I’ll conclude by pointing out that, upon seeing this study, I wrote an e-mail to Concezio Di Rocco, the editor of Child’s Nervous System, expressing many of these concerns in a less “insolent” fashion. Here was his response:

Thank you for your letter. I have already asked some eminent neuroncologists to write a comment in the direction you suggest.

Bob Blaskiewicz also wrote an e-mail to the editor, and this was the response he got:

I have invited eminent neurooncologists to write a comment to be added to the articles. Unfortunately the reviewers of the journal failed to provide their promised evaluation so that after several months there were “no negative comments” to justify rejection. Now I look for receiving comments from Canada and UK to be published in the journal. Should you be willing to contribute you are welcome.

I’m not entirely sure how to interpret this, but this seems to be saying that Burzynski’s article was not peer-reviewed. Basically, it appears that Burzynski submitted his article, and the editor, not getting any comments back from his peer reviewers, just decided to publish it. This suggests that the policy of his journal is that the default action for a manuscript is to publish unless there are negative comments.
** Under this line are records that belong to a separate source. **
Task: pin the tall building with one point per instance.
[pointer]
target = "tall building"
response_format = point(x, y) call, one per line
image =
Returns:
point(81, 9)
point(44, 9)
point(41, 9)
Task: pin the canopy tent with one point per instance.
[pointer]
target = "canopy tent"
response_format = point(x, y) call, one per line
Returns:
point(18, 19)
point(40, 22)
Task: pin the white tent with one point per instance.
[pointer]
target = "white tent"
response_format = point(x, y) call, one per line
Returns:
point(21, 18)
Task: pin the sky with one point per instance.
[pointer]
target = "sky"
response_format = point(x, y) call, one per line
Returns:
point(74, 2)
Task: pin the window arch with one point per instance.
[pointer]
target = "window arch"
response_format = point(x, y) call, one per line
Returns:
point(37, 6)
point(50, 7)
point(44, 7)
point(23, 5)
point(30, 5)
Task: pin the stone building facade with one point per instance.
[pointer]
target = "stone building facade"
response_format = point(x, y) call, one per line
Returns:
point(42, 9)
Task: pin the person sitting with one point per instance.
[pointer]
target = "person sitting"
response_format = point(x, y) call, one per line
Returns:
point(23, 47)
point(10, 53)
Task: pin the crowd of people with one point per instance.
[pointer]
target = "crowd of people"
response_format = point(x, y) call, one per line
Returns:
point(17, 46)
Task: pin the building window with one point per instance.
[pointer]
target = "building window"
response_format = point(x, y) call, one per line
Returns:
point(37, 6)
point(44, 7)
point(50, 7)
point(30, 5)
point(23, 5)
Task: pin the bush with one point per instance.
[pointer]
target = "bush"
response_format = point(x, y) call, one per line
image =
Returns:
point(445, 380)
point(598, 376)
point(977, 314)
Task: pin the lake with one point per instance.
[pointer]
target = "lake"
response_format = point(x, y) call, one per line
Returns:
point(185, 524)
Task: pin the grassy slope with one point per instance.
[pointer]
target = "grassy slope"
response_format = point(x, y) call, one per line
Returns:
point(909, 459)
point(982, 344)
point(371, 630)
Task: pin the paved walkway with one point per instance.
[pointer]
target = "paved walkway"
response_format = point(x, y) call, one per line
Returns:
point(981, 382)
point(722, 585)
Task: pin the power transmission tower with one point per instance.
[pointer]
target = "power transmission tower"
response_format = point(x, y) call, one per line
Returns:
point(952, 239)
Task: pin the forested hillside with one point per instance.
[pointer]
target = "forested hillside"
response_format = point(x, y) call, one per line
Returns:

I’ve never heard of a journal with such a policy before, which makes me wonder if I’m missing or misinterpreting something here. Either way, I’m not surprised. The only way Burzynski can publish his tripe is if he slips his study into a journal with—shall we say?—less than rigorous editorial standards.

Same as it ever was, which is why my final reaction remains: Hmmmph. It looks as though Burzynski finally found a journal editor naive or ignorant enough to publish one of his crappy clinical trials.